4

I intend to use "foreach" to uitlize all the cores in my CPU. The catch is i need to send a sql query inside the loop. The script is working fine with normal 'for' loop, but it is giving following error when i change it to 'foreach'. The error is :

select: Interrupted system call    
select: Interrupted system call    
select: Interrupted system call    
Error in { : task 1 failed - "expired MySQLConnection"

The code i used is :

library(foreach)
library(doMC)
library(RMySQL)
library(multicore)
registerDoMC(cores=6)
m <- dbDriver("MySQL", max.con = 100)
con <- dbConnect(m, user="*****", password = "******", host ="**.**.***",dbname="dbname")
list<-dbListTables(con)
foreach(i = 1:(length(list))%dopar%{
  query<-paste("SELECT * FROM ",list[i]," WHERE `CLOSE` BETWEEN 1 AND 100",sep="")
  t<-dbGetQuery(con,query)
}

Though 'foreach' is working fine in my system for all other purposes, it is giving error only in case of sql queries. Is there a way to send sql queries inside 'foreach' loop?

rogaldh
  • 268
  • 1
  • 9
rajesh
  • 41
  • 4
  • 2
    This comment is peripheral to your question: Using four cores to spit queries at one database won't make the database itself any faster. If the database is the bottleneck, finding a faster (parallel) way to fire queries at it isn't going to get your results any faster. Maybe you've already done this, but you ought to find a way of determining if the database will keep up before wasting time threading queries. – DavidO Jun 20 '11 at 06:39
  • David0 is right. Using multiple cores speeds up processor bound tasks but database querying seldom fits the bill. – David Heffernan Jun 20 '11 at 06:56
  • Thanks for your comments. But, i won't be using 'foreach' looping construct to speed up database queries. I will be needing multiple cores to speed up the arithmetic on the result of the queries. I didn't include that code above, because, 'foreach' is failing at SQL query itself. – rajesh Jun 20 '11 at 08:31
  • 4
    @rajesh -- it looks like you're using the same db connection for all queries. Should you open and close a unique connection within the loop? – Richard Herron Jun 20 '11 at 09:13
  • thanks richard. It worked. Apparently, both driver and connection need to be initiated inside the loop.
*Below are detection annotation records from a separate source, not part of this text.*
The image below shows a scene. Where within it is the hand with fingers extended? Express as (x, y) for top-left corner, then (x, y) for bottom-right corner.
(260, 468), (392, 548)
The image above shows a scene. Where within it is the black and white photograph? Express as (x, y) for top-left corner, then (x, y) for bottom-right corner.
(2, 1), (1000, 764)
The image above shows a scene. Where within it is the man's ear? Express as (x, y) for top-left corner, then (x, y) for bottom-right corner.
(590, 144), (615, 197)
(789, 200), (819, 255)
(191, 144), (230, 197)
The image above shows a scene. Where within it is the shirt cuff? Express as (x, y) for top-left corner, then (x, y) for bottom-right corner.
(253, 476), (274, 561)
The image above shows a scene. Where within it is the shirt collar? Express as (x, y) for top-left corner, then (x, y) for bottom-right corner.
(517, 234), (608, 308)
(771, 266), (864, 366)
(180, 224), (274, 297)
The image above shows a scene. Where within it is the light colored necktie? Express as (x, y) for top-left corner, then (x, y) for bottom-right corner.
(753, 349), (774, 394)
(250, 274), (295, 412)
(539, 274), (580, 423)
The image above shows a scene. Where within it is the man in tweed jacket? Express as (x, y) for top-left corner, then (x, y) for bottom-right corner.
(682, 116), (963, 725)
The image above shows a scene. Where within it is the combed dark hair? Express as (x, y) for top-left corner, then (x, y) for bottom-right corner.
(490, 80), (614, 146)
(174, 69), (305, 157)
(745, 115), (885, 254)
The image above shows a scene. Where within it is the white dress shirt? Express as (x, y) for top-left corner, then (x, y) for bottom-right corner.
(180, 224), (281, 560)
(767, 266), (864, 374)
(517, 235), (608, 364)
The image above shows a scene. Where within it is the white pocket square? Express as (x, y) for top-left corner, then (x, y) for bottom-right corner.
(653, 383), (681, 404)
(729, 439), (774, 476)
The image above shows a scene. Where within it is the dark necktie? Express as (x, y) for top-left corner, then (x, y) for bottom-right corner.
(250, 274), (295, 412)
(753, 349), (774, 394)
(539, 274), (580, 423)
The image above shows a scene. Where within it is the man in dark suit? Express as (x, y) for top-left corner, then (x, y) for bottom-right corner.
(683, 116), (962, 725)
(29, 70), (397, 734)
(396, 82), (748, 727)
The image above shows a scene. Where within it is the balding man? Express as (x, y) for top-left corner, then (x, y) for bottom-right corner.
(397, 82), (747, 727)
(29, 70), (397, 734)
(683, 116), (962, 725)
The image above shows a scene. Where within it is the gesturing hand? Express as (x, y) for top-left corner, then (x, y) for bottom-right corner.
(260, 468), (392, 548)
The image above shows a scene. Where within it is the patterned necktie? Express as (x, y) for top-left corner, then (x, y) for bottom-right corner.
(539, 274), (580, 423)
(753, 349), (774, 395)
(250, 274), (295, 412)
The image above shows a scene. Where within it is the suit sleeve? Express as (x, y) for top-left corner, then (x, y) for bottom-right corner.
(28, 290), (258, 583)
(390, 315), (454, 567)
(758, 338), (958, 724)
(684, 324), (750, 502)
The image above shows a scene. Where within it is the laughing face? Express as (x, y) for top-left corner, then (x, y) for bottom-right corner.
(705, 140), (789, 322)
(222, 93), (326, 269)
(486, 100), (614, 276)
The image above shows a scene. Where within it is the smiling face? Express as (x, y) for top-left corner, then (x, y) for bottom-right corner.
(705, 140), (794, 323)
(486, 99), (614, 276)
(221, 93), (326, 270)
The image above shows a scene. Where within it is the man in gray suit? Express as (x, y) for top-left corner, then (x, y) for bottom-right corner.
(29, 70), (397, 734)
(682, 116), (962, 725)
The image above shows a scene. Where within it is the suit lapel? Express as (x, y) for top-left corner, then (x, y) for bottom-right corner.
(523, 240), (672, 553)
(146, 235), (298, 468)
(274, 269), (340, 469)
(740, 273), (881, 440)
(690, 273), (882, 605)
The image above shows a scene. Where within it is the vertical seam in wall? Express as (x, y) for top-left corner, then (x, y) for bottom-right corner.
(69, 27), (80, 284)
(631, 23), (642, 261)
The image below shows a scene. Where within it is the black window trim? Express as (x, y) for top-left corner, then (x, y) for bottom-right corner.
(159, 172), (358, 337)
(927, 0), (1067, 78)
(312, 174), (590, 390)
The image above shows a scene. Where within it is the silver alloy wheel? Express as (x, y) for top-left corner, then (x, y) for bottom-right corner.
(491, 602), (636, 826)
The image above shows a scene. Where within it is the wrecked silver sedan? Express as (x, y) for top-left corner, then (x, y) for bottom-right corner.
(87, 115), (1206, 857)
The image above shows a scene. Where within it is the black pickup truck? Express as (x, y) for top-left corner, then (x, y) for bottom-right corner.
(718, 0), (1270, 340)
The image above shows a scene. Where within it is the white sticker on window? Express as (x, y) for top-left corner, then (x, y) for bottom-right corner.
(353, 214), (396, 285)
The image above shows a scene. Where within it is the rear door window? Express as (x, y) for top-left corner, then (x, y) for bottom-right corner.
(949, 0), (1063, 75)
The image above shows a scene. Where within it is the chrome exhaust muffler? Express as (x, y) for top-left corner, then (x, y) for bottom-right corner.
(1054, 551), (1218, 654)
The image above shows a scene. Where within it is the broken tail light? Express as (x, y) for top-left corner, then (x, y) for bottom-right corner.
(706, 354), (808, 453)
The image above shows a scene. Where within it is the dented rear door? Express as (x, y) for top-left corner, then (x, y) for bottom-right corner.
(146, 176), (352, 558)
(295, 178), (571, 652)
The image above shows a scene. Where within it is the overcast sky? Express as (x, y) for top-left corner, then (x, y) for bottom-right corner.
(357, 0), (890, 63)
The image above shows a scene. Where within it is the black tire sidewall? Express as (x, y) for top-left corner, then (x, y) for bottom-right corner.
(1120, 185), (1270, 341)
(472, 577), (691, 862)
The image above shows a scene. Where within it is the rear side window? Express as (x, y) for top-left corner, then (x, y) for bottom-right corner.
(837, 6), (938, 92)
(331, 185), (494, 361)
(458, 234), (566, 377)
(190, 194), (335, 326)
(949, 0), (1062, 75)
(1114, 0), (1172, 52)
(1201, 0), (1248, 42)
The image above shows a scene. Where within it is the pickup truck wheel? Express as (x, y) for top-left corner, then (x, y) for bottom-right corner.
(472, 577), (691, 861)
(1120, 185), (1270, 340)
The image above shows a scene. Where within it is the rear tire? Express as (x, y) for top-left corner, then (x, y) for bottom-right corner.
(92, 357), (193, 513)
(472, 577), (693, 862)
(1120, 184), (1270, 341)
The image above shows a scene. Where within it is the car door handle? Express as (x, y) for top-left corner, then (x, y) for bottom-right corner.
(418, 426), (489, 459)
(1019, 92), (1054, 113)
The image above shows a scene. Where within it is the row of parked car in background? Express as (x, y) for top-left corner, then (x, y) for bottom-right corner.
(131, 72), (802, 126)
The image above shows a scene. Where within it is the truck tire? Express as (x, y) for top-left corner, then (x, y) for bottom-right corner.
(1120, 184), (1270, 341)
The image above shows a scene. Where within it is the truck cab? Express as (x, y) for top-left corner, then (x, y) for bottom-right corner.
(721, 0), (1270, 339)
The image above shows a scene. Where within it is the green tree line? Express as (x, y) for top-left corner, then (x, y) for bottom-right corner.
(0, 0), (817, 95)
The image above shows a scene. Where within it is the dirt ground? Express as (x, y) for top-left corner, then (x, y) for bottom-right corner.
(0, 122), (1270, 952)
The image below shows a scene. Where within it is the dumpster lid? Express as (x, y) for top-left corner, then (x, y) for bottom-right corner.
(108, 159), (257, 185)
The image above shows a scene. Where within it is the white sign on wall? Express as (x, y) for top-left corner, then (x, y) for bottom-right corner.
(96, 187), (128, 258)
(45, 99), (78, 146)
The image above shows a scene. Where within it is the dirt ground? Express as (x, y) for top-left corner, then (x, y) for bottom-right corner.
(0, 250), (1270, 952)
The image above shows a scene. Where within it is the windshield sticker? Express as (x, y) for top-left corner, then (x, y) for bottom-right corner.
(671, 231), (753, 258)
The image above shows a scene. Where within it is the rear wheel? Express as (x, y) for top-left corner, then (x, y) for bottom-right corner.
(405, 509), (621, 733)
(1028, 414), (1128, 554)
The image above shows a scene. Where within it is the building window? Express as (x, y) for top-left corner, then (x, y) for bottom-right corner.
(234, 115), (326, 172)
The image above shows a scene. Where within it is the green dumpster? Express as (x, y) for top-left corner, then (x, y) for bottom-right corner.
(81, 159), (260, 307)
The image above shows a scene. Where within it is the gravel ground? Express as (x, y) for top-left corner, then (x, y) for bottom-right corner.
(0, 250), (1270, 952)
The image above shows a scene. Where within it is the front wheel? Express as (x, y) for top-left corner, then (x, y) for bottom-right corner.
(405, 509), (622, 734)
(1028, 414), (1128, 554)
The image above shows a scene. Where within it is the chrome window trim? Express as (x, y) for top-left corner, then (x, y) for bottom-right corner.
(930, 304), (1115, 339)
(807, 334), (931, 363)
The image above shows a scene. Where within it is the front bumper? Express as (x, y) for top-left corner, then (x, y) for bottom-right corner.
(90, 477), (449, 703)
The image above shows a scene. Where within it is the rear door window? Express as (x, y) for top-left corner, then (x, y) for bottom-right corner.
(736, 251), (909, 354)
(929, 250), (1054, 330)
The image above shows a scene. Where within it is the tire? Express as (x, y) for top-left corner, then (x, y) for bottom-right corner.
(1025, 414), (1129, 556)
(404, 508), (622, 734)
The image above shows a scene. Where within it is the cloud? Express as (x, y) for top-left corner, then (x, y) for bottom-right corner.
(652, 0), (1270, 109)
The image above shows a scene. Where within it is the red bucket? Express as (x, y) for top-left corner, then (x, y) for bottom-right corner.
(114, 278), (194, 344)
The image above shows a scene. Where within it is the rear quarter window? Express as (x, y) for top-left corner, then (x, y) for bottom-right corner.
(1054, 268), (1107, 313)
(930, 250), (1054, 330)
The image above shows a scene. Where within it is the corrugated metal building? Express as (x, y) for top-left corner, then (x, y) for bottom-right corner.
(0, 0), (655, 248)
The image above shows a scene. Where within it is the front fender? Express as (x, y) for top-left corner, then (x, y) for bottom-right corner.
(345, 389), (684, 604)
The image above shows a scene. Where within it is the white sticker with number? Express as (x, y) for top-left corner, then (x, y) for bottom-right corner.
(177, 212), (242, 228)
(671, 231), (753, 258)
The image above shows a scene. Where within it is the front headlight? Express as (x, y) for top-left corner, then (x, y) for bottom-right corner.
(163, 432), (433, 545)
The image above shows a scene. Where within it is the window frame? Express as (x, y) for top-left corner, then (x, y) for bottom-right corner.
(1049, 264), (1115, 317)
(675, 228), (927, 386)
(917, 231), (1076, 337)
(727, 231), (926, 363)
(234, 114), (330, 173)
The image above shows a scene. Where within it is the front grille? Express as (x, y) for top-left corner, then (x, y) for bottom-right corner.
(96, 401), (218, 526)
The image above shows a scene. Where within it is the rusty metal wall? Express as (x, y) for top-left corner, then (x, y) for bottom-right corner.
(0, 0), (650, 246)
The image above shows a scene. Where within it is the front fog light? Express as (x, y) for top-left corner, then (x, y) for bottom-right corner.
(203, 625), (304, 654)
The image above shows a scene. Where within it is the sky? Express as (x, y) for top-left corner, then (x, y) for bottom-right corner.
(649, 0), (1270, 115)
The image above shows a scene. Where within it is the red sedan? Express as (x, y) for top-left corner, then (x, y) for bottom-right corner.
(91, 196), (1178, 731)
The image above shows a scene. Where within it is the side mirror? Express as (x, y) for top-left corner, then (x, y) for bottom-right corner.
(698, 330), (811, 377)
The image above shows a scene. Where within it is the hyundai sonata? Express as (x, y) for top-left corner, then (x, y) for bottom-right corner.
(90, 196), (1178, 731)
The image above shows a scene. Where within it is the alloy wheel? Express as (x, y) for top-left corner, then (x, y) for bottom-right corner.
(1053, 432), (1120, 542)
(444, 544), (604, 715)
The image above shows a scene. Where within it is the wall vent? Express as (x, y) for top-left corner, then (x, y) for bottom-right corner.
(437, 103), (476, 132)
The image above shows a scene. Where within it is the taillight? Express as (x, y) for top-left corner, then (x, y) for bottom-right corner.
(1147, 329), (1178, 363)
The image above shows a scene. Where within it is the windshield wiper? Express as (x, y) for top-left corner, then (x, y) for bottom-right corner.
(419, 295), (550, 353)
I am still getting the warning message as mentioned above "select : Interrupted system call" without any error message. If it has something to do with kernel, FYI: I am running the script in Ubuntu 10.04 – rajesh Jun 20 '11 at 16:31
  • @rajesh -- I'm not sure what that means. Maybe update the question to show the new problem? – Richard Herron Jun 21 '11 at 15:32

1 Answers1

0

My suggestion is this: Move the database queries outside the loop, and lock access so you dont do parallel database queries. I think that will speed things up too, as you won't have parallel disk access, while still being able to do parallel processing.

Meaning (pseudo code) db = connect to database threadlock = lock();

parfor { threadlock.lock result = db query (pull all data here, as you cant process while you load without keeping the database locked) thread.unlock process resulting data (which is now just data, and not a sql object). }

neuron
  • 1,224
  • 12
  • 14